In 2016, Al-Sarhan et al.
[7] collected 2265 Arabic news posts related to the Gaza conflict, associated comments from Al Jazeera and Al Arabiya (well-known Arabic news networks), and related posts on Facebook. They annotated the posts’ aspect categories, aspect terms, and sentiment polarities. Additionally, they annotated comment categories and sentiment polarities. They chose the most dominant aspect category only for both posts and comments. In the same year, Semantic Evaluation (SemEval) launched a workshop to create Arabic hotel reviews for ABSA; it has been used as a benchmark until now. The dataset includes a total of 2291 annotated review sentences, of which 1839 were used for training and 452 for testing. The sentences were gathered from hotel booking websites such as
Booking.com, (accessed on 23 June 2023) and
TripAdvisor.com, (accessed on 23 June 2023). The selected reviews belong to hotels from different Arabian cities such as Dubai, Mecca, Amman, Beirut, etc. They annotated aspect terms, aspect categories, and sentiment polarities. The aspect category annotations were more detailed; annotators were required to identify entities and attributes. Further, the category field needed to be completed using the syntax of (Entity # Attribute). Entities were predefined as hotel, rooms, room_amenities, facilities, service, location, food&drinks. Attributes were defined as general, prices, design&features, cleanliness, comfort, quality, style&options, and miscellaneous. For example, in the sentence “the rooms are comfortable”, the entity is the room, and the attribute is comfort. Thus, the category field would be defined as value (room#comfort)
[16].
A much simpler corpus was subsequently created. The authors of
[9] compiled a total of 5000 tweets related to the service on Saudi airlines. They annotated aspect categories and sentiment polarities. Additionally, in Ref.
[10], customers’ sentiments were extracted—using machine learning and deep learning approaches—from 1098 tweets, collected by the authors, regarding the Saudi telecommunication companies STC, Mobile, and Zain. The paper was part of an ongoing project. They extracted available aspects such as internet, customer services, network, billing, packages, and general.

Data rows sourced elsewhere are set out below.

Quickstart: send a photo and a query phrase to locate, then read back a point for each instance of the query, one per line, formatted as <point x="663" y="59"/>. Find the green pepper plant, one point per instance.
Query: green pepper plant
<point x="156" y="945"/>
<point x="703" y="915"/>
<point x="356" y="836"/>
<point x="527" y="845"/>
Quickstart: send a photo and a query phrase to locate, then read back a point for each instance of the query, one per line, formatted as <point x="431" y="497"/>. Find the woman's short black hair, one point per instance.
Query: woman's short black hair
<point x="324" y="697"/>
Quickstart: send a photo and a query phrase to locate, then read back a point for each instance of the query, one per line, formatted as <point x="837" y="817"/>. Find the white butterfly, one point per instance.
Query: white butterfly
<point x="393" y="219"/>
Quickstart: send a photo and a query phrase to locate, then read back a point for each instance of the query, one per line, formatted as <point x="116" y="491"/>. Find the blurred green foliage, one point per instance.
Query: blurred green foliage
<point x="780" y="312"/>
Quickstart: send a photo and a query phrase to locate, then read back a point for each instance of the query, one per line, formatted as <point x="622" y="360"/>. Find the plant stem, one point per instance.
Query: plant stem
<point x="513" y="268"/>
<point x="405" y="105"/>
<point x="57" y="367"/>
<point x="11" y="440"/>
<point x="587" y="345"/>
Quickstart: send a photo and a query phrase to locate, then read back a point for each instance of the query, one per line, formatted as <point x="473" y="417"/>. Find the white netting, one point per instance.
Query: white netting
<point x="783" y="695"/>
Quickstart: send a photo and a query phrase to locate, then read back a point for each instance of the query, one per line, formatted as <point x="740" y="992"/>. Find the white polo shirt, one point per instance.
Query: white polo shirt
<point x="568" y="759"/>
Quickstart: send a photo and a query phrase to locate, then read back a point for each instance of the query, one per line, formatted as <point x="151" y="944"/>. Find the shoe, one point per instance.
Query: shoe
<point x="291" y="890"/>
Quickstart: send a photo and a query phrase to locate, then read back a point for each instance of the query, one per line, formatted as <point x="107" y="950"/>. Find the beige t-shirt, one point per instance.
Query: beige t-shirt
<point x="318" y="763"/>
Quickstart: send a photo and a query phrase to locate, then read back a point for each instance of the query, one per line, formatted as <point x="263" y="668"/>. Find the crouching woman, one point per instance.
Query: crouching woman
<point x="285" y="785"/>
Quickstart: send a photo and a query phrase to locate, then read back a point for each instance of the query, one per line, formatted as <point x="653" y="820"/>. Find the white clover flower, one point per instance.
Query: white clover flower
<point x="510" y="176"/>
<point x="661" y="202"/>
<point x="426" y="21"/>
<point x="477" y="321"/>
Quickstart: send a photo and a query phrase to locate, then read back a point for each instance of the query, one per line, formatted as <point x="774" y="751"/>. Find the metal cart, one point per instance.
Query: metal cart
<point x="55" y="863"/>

For annotation, they manually annotated sentiment polarities using the DataTracking website.
In 2020, a total of 7934 tweets related to Qassim university were collected by the author of
[11]. Annotators labelled aspect categories and sentiment polarities. In
[12], 1000 Arabic book reviews were selected and annotated from an LABR dataset. Annotators labelled aspect terms and sentiment polarity terms. Since a review can contain more than one aspect, they added one sentiment for an entire review, much like SA. Additionally, in
[13], a total of 2071 Arabic reviews were selected from the Apple Store and Google Play. Using these reviews, 60 different mobile apps were created by the United Arab Emirates’ government. Annotation was carried out with a specially designed computer application named “GARSA”. Annotators labelled aspect terms, sentiment words, and aspect categories.